Aboutir à la construction d’une mosquée résulte surtout d’une volonté politique qui n’existe pas toujours ! Pour obtenir le permis de construire délivré par la mairie, les musulmans doivent la plupart du temps faire face à de nombreuses oppositions de la part des municipalités, mais aussi de populations généralement frileuses. À Limoges par exemple, après avoir mis un bail à disposition de la communauté musulmane, le maire a dû faire marche arrière : les riverains ont rassemblé 500 signatures et déposé une plainte contre le projet de construction. Mais selon Okacha Ben Ahmad, vice-secrétaire général de l’Union des organisations islamiques de France (UOIF), les fidèles ont choisi de convaincre les habitants de la ville : « Nous avons organisé une rencontre avec les rive-rains et grâce à ce dialogue, les travaux sont à présent quasiment achevés. »
Cependant, depuis quelques années, la situation évolue positivement, en raison du poids électoral grandissant des jeunes musulmans. Mais cela ne plaît pas à tout le monde ! « Parmi les candidats aux élections législatives, affirme Mohammed Abdoulbaki, certains ont utilisé la communauté musulmane. Et en son sein, certaines associations ont appelé à voter, ou non, pour tel ou tel candidat.»

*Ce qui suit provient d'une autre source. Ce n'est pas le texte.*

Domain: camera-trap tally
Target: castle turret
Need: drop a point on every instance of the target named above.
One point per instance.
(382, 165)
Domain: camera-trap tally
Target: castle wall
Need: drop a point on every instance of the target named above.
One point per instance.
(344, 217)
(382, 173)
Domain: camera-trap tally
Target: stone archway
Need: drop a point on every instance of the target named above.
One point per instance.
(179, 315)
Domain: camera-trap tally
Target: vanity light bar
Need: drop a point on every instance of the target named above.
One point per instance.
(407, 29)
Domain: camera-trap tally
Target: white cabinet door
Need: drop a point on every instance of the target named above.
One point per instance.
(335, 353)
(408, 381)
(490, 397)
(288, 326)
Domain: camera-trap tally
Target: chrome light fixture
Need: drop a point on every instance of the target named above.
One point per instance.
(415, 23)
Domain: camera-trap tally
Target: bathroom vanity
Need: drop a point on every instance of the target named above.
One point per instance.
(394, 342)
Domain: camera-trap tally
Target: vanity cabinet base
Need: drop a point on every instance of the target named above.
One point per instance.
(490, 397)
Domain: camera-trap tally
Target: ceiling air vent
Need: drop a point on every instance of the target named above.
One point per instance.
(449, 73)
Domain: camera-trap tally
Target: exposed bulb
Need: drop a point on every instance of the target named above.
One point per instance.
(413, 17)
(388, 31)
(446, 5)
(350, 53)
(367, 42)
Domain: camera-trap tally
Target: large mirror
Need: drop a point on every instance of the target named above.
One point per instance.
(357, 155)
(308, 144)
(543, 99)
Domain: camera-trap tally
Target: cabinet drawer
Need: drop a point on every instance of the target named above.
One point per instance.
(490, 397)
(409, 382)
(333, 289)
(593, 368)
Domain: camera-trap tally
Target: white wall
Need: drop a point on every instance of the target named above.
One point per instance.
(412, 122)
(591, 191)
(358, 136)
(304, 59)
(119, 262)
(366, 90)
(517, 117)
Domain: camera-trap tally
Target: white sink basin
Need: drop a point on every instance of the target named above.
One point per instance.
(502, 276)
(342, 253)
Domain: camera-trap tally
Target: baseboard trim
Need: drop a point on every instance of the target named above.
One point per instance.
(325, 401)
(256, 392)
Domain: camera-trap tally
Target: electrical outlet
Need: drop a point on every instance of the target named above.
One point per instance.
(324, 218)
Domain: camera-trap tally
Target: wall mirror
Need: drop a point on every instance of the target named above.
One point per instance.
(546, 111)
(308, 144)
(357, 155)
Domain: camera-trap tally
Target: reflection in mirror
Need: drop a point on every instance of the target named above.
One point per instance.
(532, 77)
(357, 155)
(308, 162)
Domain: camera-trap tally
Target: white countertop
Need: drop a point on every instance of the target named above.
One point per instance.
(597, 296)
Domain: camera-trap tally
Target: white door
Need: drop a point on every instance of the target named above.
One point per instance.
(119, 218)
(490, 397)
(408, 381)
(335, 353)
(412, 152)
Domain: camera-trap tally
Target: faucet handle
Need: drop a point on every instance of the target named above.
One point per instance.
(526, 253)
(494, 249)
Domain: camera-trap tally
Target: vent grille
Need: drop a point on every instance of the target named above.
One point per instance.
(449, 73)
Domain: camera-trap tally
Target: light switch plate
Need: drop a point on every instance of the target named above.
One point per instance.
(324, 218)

Quand les associations musulmanes se retrouvent à la tête d’un projet de construction, sont-elles seules face à la conception dudit projet, aux obstacles financiers et aux enjeux administratifs ? Le Conseil français du culte musulman (CFCM), dont le rôle est de régulariser les questions liées à la pratique religieuse, semble avoir pris une certaine distance avec cette question. Pourtant, la construction des mosquées faisait partie des objectifs énoncés par le CFCM lors de sa création en 2003. Si le Conseil est aujourd’hui en retrait, c’est en raison de querelles internes : « Nous connaissons de nombreuses divisions, qui nous paralysent. Mais il est évident qu’un jour, nous devrons mettre en place une commission chargée de régler cette question », affirme le délégué général du CFCM, Chems-eddine Hafiz.
Pour l’instant, les projets de construction sont pris en charge par des fédérations, telles que l’UOIF ou la Fédération nationale des musulmans de France (FNMF). Selon le vice-secrétaire général de l’UOIF, « faciliter la pratique religieuse des musulmans est l’essence même de notre organisation. Nous accompagnons donc cette sorte de projets un peu partout en France ». L’UOIF entend faire disparaître les salles de prières installées dans les caves de HLM, et souhaite que la communauté musulmane, visible dans la société, ait des lieux de culte qui soient également visibles dans le paysage urbain. Quant à la FNMF, elle joue un rôle de médiateur : « Nous sommes les intermédiaires entre les pouvoirs publics et l’association à la tête du projet », affirme M. Merzak, délégué général de la Fédération.